Sim execution model

The sim engine has the same architectural shape as fit's recipe engine — selector → list → dispatch → run → aggregate → render — but the per-scenario executor is kind-specific. This doc walks the run.

What you'll understand after this:

- The two executors (load, chaos) and what each does.

- How sequential vs. parallel execution affects scenarios that share state.

- The shape of the per-kind executor result.

- How the run aggregates into a SimDoneResult.

The lifecycle

opensip sim --recipe <name>
  → simulationTool.action(opts)
       → executeSim(args)                                                   ↓
            → loadProjectConfig + load sim-domain plugins                     │
            → resolve recipe (or default)                                    │
            → expand selector → scenario list                                │
            → for each scenario (in mode order):                             │
                 ┌─────────────────────────────────────────────────────┐    │
                 │  await scenario.run(ctx)   /* polymorphic */        │    │
                 │                                                     │    │
                 │  Extension points (not runtime dispatch — the       │    │
                 │  RunnableScenario produced by define*Scenario       │    │
                 │  already carries the kind-bound run() method):      │    │
                 │      kind 'load'   → kinds/load/executor            │    │
                 │      kind 'chaos'  → kinds/chaos/executor           │    │
                 └─────────────────────────────────────────────────────┘    │
            → aggregate results into SimDoneResult                           │
       → render (Ink or JSON)                                                │
       → set exit code (1 if any scenario failed)                            ▼
                                                                       shell prompt

Both executors live under packages/simulation/engine/src/kinds/<kind>/executor.ts.

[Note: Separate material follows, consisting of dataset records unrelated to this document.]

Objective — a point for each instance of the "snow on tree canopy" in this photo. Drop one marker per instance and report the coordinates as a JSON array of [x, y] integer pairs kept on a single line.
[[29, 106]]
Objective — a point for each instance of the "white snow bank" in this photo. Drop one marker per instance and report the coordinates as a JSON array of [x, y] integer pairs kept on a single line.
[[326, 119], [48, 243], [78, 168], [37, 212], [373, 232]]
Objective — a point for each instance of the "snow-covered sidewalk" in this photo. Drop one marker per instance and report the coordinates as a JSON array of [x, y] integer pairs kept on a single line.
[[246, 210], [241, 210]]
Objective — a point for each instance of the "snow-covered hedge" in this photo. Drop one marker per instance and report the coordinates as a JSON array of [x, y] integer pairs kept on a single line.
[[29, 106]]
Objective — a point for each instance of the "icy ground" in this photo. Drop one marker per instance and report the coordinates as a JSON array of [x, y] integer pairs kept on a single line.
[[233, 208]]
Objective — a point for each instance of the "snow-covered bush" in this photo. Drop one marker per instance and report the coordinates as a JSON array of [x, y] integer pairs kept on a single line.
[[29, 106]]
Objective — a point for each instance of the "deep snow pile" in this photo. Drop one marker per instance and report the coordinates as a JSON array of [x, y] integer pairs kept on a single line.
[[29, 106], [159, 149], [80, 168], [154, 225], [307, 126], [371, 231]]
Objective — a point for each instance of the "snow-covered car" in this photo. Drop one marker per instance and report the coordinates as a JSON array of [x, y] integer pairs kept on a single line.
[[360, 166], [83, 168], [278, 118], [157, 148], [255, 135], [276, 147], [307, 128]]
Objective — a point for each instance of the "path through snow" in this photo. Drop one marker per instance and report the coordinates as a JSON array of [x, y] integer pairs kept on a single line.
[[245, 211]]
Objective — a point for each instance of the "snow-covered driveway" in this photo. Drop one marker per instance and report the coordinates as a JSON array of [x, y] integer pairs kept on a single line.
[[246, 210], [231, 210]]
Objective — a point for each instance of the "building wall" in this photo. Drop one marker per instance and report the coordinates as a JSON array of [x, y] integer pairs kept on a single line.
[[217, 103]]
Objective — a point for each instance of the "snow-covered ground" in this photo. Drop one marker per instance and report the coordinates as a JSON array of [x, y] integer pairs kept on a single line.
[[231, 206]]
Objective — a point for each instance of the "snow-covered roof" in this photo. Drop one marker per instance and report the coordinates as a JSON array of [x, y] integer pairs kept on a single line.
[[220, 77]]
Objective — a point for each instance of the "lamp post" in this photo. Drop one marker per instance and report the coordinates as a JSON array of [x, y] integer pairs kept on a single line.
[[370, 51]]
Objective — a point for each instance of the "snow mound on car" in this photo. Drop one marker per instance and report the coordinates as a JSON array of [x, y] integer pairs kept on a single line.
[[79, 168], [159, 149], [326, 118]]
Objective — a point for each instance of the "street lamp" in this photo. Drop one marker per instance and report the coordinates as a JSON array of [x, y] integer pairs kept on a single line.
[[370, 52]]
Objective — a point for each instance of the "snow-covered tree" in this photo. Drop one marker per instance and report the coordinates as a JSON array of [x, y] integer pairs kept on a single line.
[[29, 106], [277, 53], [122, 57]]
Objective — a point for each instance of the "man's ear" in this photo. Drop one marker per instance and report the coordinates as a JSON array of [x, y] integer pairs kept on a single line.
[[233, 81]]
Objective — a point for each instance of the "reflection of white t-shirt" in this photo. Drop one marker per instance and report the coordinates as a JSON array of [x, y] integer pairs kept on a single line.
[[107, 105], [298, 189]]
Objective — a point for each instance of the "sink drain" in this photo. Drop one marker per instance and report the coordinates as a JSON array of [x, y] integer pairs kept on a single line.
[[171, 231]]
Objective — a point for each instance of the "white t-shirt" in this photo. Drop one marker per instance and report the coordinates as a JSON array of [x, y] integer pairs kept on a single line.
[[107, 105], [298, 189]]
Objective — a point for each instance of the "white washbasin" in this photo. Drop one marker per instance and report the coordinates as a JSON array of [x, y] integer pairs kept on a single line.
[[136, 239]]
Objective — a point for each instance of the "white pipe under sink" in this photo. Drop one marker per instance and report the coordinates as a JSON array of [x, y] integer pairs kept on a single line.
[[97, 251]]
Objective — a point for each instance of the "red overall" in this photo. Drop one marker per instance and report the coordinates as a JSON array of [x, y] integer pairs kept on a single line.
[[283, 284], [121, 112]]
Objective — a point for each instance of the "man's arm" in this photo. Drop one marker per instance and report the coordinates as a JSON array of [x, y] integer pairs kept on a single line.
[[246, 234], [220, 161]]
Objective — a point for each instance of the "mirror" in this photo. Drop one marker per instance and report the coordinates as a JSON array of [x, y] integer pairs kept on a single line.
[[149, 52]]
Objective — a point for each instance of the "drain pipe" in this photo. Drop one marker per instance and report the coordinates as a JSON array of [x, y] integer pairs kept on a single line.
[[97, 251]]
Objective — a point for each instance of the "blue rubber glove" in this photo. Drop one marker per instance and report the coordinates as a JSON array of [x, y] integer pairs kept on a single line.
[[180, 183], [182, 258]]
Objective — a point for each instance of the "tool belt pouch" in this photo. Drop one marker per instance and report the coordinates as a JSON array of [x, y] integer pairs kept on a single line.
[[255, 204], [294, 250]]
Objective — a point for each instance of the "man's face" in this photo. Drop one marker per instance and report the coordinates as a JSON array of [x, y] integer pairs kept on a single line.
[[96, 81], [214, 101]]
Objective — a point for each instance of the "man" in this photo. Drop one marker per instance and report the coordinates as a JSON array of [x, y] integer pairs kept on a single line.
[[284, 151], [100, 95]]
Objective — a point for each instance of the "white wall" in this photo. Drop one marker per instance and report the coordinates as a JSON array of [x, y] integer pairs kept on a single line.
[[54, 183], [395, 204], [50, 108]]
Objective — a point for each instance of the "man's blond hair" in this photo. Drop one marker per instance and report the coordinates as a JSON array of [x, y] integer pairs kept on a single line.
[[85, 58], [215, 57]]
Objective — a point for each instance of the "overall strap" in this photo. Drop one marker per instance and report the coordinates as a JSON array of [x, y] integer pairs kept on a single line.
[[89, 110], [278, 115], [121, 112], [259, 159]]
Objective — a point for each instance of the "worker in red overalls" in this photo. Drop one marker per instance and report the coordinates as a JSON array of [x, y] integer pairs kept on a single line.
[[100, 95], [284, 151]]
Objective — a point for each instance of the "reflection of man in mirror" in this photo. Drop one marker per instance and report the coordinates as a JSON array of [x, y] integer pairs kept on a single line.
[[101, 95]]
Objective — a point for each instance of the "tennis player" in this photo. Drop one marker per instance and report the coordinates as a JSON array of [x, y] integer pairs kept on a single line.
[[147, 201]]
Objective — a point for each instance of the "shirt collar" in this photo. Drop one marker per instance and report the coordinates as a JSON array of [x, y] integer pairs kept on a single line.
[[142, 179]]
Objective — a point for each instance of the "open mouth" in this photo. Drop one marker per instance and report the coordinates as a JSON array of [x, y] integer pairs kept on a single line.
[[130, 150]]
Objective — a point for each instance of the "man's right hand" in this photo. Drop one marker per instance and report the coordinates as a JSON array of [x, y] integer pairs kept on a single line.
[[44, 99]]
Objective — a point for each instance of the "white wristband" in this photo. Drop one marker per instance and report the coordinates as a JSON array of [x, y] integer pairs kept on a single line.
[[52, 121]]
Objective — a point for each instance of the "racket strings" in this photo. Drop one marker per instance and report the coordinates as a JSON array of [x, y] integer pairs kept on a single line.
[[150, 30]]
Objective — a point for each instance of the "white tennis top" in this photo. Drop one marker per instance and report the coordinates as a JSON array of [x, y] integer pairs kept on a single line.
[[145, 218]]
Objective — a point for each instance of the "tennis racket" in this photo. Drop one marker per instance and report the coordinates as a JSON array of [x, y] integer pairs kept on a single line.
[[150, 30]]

Each accepts a kind-specific config (validated at define*Scenario time, carrying the BYO target + workload) and a ScenarioExecutionContext (signal/abort, correlation id, logger).

The executors

Load executor

packages/simulation/engine/src/kinds/load/executor.ts

The load executor delegates to the shared runLoadWindow driver

(packages/simulation/engine/src/framework/execution/run-load-window.ts). Its job:

Ramp + pace. Increase the issue rate from 0 to workload.rps over workload.rampUp seconds, then sustain for duration seconds.
Drive the target. Per request: call config.target, bounded by workload.concurrency in-flight; resolve = success, throw/abort = failure. Measure real wall-clock latency.
Collect. Aggregate SimulationMetrics — total/successful/failed requests, error count, p50/p95/p99 latency.
Assert. Run each assertion against the measured metrics. The scenario passes iff every assertion passes.

The result type is LoadScenarioExecutorResult — carries the SimulationMetrics plus the assertion verdicts.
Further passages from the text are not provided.